There’s probably been a moment in your life when you have felt like the character Kate Dibiasky or Dr. Randall Mindy from the Netflix film, Don’t Look Up. You know the moment, the one where you are screaming “Something is wrong here, we need to do something about it before something bad happens!”- only to get a passive and frustrating response like “Okay, at this very moment, I say we sit tight and assess.” The feeling of that moment can be summed up in one word - defeat - and those of us who have been involved in banking and the cannabis industry know that feeling all too well. Allow me to explain.

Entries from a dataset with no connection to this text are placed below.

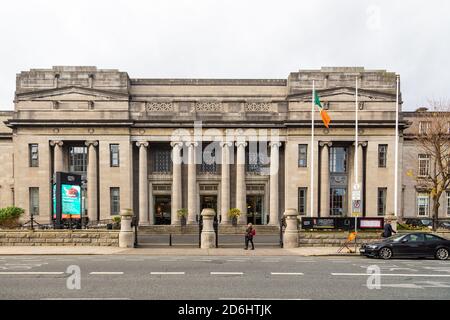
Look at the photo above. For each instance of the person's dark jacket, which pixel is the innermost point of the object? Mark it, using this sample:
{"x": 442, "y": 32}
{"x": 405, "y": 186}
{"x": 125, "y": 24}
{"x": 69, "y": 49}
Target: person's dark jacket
{"x": 249, "y": 233}
{"x": 388, "y": 231}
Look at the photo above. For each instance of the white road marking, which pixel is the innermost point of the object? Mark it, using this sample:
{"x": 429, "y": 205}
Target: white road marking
{"x": 31, "y": 273}
{"x": 391, "y": 275}
{"x": 287, "y": 273}
{"x": 227, "y": 273}
{"x": 167, "y": 273}
{"x": 106, "y": 272}
{"x": 261, "y": 299}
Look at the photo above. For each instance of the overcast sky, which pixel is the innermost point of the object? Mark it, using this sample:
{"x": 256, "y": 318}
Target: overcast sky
{"x": 230, "y": 39}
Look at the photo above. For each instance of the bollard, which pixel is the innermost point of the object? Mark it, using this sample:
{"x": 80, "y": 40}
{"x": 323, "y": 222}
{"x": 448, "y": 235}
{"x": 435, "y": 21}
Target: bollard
{"x": 290, "y": 239}
{"x": 208, "y": 236}
{"x": 126, "y": 234}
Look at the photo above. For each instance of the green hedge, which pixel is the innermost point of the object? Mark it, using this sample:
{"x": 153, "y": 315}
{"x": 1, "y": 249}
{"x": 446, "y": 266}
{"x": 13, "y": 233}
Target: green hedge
{"x": 9, "y": 216}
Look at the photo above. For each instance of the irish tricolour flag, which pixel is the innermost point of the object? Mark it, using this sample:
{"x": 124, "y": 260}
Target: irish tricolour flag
{"x": 323, "y": 113}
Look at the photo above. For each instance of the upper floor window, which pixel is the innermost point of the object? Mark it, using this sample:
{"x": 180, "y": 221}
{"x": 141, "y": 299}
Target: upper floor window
{"x": 162, "y": 160}
{"x": 424, "y": 165}
{"x": 33, "y": 150}
{"x": 78, "y": 159}
{"x": 423, "y": 204}
{"x": 382, "y": 155}
{"x": 424, "y": 126}
{"x": 208, "y": 164}
{"x": 338, "y": 159}
{"x": 381, "y": 201}
{"x": 115, "y": 200}
{"x": 302, "y": 198}
{"x": 114, "y": 155}
{"x": 303, "y": 155}
{"x": 34, "y": 200}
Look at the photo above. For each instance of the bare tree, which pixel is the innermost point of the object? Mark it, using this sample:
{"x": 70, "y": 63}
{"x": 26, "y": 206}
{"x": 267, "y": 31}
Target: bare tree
{"x": 432, "y": 133}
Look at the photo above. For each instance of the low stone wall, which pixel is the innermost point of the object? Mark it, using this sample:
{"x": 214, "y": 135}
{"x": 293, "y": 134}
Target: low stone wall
{"x": 336, "y": 239}
{"x": 59, "y": 238}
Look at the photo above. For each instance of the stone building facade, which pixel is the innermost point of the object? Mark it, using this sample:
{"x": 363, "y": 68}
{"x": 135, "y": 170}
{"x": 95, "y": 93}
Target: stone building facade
{"x": 159, "y": 145}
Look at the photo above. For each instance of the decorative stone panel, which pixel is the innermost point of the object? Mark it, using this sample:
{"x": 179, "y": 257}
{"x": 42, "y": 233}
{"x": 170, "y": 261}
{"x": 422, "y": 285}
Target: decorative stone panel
{"x": 159, "y": 106}
{"x": 258, "y": 107}
{"x": 209, "y": 106}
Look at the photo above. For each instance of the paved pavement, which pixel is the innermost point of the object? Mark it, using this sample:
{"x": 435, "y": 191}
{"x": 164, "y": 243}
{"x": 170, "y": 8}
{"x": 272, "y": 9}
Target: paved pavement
{"x": 179, "y": 250}
{"x": 141, "y": 276}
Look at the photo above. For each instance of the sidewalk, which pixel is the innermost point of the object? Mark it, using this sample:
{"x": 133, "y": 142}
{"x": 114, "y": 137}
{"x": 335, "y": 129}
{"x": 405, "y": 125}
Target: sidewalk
{"x": 66, "y": 250}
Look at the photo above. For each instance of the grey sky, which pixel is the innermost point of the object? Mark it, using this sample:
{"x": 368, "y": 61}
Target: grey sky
{"x": 230, "y": 39}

The premise of the film is simple: There’s an earth destroying comet with a trajectory to hit Earth in six months that is identified by scientists, Diabasky and Mindy. After alerting government authorities, Diabasky and Mindy are sent to Washington to meet with the President to discuss their findings. The meeting is continuously delayed and ultimately rescheduled; finally their results are announced and supporting evidence is presented, yet they are laughed out of the room and told they need to “sit tight” while the government “assesses the situation”. In an effort to avoid spoilers, we’ll simply say that the government assessed the situation and efforts were made to “deal” with the comet (you’ll have to watch to find out the outcome).

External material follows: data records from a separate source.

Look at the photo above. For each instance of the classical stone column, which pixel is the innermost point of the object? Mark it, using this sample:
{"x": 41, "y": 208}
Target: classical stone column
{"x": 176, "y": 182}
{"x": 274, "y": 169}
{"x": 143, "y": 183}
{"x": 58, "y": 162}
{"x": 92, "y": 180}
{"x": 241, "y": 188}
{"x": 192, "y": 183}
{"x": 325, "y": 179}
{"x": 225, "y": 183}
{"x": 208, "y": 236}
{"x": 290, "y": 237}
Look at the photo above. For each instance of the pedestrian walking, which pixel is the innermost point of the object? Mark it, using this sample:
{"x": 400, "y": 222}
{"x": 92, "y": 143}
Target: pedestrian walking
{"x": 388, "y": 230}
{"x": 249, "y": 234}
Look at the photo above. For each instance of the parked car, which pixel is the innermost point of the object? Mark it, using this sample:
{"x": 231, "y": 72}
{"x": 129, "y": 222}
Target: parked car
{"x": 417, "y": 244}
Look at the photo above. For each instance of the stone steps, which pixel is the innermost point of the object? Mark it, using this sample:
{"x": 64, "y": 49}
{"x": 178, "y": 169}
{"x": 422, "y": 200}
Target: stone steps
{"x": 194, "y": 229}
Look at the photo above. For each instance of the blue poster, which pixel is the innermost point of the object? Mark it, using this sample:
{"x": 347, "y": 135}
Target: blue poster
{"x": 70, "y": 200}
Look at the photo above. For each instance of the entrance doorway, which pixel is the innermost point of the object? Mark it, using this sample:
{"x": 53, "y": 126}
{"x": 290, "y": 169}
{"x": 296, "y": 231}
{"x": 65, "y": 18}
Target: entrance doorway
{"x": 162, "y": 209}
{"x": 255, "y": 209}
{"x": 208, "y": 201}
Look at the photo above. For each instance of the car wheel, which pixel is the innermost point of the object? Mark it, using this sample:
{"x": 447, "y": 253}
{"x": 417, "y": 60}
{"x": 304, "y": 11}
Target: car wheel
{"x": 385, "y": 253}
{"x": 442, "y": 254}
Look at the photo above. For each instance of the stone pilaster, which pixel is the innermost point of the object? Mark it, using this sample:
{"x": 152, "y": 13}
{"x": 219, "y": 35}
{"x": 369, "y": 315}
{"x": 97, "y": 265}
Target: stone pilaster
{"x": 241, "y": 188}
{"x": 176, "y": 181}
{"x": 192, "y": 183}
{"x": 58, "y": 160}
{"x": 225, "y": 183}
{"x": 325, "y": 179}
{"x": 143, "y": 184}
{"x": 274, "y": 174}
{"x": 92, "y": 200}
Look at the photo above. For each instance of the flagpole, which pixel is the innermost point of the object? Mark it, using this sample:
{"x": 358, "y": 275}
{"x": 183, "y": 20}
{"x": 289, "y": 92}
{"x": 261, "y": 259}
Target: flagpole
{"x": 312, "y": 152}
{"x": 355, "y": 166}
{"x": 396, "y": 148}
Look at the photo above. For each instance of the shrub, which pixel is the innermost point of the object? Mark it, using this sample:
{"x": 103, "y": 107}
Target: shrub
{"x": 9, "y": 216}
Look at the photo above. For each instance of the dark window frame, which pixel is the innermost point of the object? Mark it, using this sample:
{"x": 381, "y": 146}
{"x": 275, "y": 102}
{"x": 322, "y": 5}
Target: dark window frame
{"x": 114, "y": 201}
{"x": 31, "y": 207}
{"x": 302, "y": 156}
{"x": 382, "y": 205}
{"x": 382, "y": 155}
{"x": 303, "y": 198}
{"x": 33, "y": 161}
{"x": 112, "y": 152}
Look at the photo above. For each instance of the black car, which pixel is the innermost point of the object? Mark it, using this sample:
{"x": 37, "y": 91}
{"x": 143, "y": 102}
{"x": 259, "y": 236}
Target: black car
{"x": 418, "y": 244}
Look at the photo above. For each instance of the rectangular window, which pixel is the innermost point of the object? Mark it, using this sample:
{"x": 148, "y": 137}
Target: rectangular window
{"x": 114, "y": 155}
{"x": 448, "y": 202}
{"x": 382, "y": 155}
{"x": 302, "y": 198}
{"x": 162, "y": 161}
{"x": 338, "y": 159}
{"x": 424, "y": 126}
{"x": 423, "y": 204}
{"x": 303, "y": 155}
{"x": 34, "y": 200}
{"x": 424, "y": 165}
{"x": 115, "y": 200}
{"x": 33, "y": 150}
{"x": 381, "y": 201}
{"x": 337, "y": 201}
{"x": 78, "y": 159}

So how does any of this compare to the world of cannabis banking? Let’s go ahead and start with the elephant in the room. Those of us who have ever been in the world of banking at any point know that nothing in banking is fast (except money movement) and when you attempt to get the government involved, things tend to move at a snail's pace, if at all. In the case of cannabis banking, industry advocates have been metaphorically screaming about an earth destroying comet since at least 2017 when the first version of a Safe Banking Act was introduced.
What exactly is the earth-destroying comet in this scenario? It’s the cannabis industry’s inability to find easily accessible and cost-effective financial services, forcing the industry to become cash intensive and ultimately underground. Why does this matter? It matters because the cannabis industry experienced just shy of $15 billion dollars in sales in 2021 alone and you know where most of that money went - NOT in a financial institution. That is billions of dollars in cash floating around the streets, hidden in storage units, under mattresses, buried outside, kept in safes, etc. Simply put - it’s a major public safety concern.
Every day that we “sit tight and assess” is another day where billions of legally derived cannabis dollars remain outside the traditional financial system. If the government would heed the warnings of industry experts, that a confusing dichotomy between state and federal law leaves many industry participants underserved and vulnerable to financial crime, then maybe there would be action to enable financial institutions to more confidently bank the cannabis industry through a bill such as the Safe Banking Act.
So what’s it going to take to get cannabis banking reform passed? We wish we had the answer. Every time a version of the Safe Banking Act looks like it might actually pass, it somehow gets derailed. A myriad of opposing stances have been stated anywhere from addressing legacy cash, racial equality concerns, de-scheduling concerns, etc. Some opposition to cannabis reform has also been voiced by lobbyists representing the pharmaceutical industry - eerily similar to a large corporate campaign donor influence in Don’t Look Up.
While there are many comparisons that can be drawn between Don’t Look Up events and the never-ending saga of cannabis’s place in the business sector, in real-life there is an unsung hero that can swoop in to help save us from the worsening public safety issue caused by the lack of cannabis banking reform. Who might that be? You, actually. How so? Despite the fact we have seen no cannabis banking reform, many financial institutions successfully bank the cannabis industry today. Instead of “sitting tight and assessing” they opted to “assess and take action” and seized the opportunity to strengthen their community’s public safety by serving cannabis businesses in their communities, and in turn, grow a profitable line of business that provided opportunities for deposit growth, fee income and new loan opportunities. If the scientists in the movie could get the attention on the impending comet, so can you also pivot on your course of direction with profitable, emerging markets.